Jason Gorman recently published a short video where he discusses outside in TDD. It's good, you should watch it.
That said, I do not like thing.
So I want to start by first focusing on a few things that I did like:
First, it is a very clean presentation. He had a clear vision of the story he wanted to tell about his movement through the design, and his choice to mirror that movement helps to re-enforce the lesson he is sharing.
Second, I really like his emphasis on the consistency within an abstraction; that everything within a module is at the same abstraction level.
Third, I really liked the additional emphasis he placed on the composition root. It's an honest presentation of some of the trade offs that we face. I myself tend to eschew "unit tests" in part because I don't like the number of additional edges it adds to the graph - here, he doesn't sweep those edges under the rug; they are right there where you can see them.
I learned TDD during an early part of the Look ma, no hands! era, which has left me somewhat prone to question whether the ritual is providing the value, or if instead it is the prior experience of the operator that should get the credit for the designs we see on the page.
Let us imagine, for a moment, that we were to implement the first test that he shows, and furthermore we were going to write that code "assert first". Our initial attempt might look like the implementation below
Of course, this code does not compile. Let's try "just enough code to compile". So we need a Product with a constructor, and an Alert interface with a send method, and then to create a product instance and an alert mock. In the interest of a clean presentation, I'll take advantage of the fact that Java allows me to have more than one implementation within the same source file.
What more do we need to make this test pass? Not very much
This is not, by any means, completed code - there is certainly refactoring to be done, and duplication to remove, and all the good stuff.
The text of Jason Gorman's test, and his presentation of it, lead me to believe that the test was not supporting refactoring. What I believe happened instead is that Gorman had a modular design in his mind, and he typed it in. The behavior of ReorderLevel, in particular, has no motivation at all in the statement of the problem - it is an element introduced in the test because we've already decided that there should be a boundary there.
This isn't a criticism of the design, but rather the notion that TDD can lead to modular code.
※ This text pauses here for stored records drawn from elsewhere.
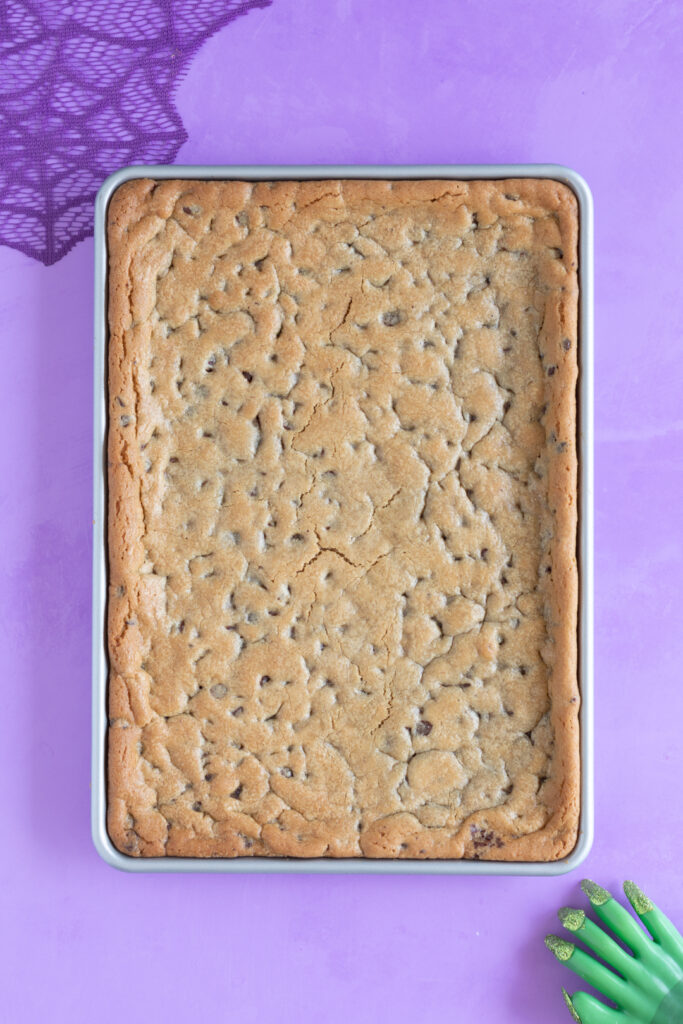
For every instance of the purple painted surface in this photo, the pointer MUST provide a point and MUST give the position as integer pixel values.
(591, 85)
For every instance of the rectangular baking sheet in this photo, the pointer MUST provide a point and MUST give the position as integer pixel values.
(100, 837)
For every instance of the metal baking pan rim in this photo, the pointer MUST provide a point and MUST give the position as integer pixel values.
(100, 837)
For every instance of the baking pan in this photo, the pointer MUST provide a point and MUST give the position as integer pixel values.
(100, 837)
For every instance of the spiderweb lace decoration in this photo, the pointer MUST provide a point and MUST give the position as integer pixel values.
(86, 87)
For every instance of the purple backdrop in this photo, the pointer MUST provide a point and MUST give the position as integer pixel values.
(593, 85)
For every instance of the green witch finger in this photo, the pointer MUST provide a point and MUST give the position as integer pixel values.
(628, 997)
(621, 922)
(587, 1010)
(659, 927)
(608, 950)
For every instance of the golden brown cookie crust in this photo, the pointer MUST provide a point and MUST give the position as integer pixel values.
(342, 519)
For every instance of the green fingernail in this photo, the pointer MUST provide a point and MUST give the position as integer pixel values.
(560, 947)
(595, 893)
(637, 898)
(570, 1006)
(571, 919)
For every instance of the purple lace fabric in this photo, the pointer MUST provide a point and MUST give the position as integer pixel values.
(86, 88)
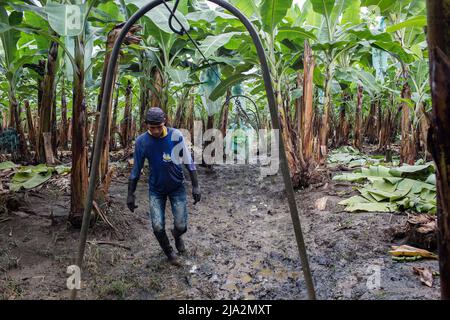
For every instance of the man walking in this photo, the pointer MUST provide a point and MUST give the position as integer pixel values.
(165, 150)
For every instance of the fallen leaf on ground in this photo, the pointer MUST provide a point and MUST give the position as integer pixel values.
(425, 275)
(321, 203)
(408, 251)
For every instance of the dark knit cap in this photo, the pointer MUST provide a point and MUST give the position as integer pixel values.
(155, 116)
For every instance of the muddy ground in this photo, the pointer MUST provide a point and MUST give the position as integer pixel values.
(241, 245)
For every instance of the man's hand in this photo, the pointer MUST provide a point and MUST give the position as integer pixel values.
(196, 194)
(131, 203)
(131, 200)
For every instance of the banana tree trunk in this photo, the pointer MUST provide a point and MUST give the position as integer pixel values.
(126, 123)
(24, 154)
(439, 142)
(224, 114)
(79, 173)
(158, 87)
(12, 106)
(371, 123)
(357, 135)
(30, 124)
(48, 97)
(64, 128)
(325, 126)
(113, 131)
(307, 112)
(408, 152)
(290, 150)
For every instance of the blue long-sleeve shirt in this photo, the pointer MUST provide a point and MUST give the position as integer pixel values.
(165, 155)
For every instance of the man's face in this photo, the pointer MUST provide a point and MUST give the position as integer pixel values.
(156, 129)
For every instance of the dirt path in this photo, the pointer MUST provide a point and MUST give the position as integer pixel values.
(240, 241)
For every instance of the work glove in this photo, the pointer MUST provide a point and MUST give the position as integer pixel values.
(131, 200)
I'm not seeing leading here; but something more akin to the fact that TDD happened to be near by while outside-in modular design was happening.
The assignment of credit is completely suspect.
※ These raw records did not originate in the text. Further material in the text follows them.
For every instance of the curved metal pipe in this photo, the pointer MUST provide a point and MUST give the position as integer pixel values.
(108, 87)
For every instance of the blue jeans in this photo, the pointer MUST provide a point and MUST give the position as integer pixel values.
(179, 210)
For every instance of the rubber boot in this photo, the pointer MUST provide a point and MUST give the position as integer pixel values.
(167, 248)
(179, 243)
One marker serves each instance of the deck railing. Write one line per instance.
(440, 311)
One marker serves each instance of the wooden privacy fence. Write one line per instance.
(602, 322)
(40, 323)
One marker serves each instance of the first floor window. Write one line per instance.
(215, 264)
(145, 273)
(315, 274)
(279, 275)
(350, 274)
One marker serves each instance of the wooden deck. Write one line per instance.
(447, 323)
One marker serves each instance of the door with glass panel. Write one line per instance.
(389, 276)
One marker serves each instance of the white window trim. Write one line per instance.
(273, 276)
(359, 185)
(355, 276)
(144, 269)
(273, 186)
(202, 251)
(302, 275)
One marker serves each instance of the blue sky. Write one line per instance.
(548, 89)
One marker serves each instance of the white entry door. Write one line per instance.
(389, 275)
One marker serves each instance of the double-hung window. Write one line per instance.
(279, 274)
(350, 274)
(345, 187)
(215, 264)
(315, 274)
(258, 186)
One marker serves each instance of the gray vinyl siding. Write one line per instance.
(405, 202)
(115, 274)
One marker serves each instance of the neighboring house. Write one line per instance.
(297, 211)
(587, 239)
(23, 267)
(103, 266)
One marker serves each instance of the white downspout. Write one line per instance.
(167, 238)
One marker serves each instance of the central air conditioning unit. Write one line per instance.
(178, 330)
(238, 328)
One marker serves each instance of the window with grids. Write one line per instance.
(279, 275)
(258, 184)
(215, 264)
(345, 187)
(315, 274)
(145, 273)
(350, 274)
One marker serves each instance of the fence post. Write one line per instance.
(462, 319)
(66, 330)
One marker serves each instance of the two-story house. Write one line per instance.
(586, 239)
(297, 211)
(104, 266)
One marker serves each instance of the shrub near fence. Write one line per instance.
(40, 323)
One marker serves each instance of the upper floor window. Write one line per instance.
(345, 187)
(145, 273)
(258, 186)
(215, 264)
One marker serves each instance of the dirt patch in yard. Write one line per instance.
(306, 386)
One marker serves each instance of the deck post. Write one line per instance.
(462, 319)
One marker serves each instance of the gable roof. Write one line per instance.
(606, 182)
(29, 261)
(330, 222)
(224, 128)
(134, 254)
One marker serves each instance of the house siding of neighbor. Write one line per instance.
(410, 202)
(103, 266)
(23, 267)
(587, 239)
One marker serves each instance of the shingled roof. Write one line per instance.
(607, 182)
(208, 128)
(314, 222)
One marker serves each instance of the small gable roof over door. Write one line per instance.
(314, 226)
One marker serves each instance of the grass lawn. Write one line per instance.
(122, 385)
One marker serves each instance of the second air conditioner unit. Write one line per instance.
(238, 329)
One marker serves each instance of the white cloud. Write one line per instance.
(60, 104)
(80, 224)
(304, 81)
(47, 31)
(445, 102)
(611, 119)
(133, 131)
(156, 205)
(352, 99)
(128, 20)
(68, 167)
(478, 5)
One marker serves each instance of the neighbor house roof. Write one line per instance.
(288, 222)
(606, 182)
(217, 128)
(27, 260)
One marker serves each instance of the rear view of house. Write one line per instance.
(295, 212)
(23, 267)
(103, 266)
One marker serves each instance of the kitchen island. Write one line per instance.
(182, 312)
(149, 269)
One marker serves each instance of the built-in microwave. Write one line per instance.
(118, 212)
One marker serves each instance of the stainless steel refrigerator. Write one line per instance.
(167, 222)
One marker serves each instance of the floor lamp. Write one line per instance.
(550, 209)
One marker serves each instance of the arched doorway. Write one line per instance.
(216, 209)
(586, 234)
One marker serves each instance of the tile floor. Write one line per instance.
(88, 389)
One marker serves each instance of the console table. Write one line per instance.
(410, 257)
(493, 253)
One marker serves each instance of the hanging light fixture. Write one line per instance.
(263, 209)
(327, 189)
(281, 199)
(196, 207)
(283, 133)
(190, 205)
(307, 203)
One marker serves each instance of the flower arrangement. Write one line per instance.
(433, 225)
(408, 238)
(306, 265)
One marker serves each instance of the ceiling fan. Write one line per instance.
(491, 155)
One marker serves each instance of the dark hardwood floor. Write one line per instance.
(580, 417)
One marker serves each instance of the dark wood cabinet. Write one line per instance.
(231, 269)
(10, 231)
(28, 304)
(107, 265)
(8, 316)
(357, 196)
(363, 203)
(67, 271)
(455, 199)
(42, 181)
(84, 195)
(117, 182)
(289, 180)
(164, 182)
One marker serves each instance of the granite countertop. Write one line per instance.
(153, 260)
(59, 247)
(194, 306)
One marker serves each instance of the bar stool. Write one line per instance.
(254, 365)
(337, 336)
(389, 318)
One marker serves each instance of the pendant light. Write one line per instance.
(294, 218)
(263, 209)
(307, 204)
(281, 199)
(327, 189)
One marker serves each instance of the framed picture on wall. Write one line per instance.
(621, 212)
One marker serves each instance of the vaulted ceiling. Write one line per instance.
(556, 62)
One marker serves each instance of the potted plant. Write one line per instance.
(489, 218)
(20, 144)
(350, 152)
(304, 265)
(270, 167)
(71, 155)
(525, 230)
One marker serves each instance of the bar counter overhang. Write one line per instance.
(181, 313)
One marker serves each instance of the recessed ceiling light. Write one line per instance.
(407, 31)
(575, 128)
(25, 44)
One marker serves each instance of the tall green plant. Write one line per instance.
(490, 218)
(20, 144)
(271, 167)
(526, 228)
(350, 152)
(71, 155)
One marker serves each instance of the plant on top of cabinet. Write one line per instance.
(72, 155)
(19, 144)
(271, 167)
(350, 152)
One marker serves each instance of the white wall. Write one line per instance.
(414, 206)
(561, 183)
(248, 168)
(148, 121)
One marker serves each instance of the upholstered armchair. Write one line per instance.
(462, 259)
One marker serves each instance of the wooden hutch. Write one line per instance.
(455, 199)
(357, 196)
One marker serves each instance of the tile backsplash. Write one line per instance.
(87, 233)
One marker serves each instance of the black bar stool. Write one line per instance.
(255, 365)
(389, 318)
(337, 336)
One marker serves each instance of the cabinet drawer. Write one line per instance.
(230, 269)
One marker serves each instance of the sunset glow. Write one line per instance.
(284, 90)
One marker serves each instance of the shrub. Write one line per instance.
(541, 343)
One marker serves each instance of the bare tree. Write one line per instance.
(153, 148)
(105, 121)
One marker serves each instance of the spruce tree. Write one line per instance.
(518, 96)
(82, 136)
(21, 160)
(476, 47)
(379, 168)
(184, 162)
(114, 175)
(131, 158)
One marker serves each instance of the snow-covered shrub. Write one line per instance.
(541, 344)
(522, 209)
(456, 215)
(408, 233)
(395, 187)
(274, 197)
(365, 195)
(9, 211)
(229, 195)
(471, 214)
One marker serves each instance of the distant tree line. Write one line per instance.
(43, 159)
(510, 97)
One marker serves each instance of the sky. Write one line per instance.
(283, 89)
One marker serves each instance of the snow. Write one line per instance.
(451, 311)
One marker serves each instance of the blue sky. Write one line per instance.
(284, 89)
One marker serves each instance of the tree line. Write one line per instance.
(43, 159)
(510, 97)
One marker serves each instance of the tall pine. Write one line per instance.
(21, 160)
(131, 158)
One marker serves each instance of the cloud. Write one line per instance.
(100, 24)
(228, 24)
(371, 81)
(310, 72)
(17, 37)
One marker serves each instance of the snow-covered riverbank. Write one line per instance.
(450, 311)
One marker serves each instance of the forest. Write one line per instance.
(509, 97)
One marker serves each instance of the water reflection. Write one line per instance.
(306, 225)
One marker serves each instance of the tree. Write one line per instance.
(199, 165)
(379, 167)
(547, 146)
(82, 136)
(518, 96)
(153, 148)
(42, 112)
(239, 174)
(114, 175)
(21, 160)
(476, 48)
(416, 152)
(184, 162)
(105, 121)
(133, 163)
The second thing that caught my eye is expressed within this assert method itself. The presentation at the end of the exercise shows us tests, and code coverage, and contract tests, all great stuff... but after all that is done, we still ended up with a "data class" that doesn't implement its own version of `equals`. The mockito verification shown in the first test is an identity check - the test asks did this instance handle move through the code from where we put it in to where we took it out?
Product, here, is a data structure that holds information that was copied over the web. The notion that we need a specific instance of it are suspect.
Is it an oversight? I've been thinking on that, and my current position is that it is indistinguishable from an oversight. We're looking at a snapshot of a toy project, so it's very hard to know from the outside whether or not `Product` should override the behavior of `Object.equals` -- but there's no obvious point in the demonstration that you can point to and say "if that were a mistake, we would catch it here".
In other words: what kinds of design mistakes are the mistake detectors detecting? Do we actually make those mistakes? How long must we wait until the savings from detecting the mistakes offsets the cost of implementing and maintaining the mistake detectors?
Myself, I like designing from the outside in. I have a lot of respect for endotesting. But at the end of the day, I find that the demonstrated technique doesn't lead to a modular design, but rather locks in a specific modular design. And that makes me question whether the benefits of locking in offset the costs of maintaining the tests.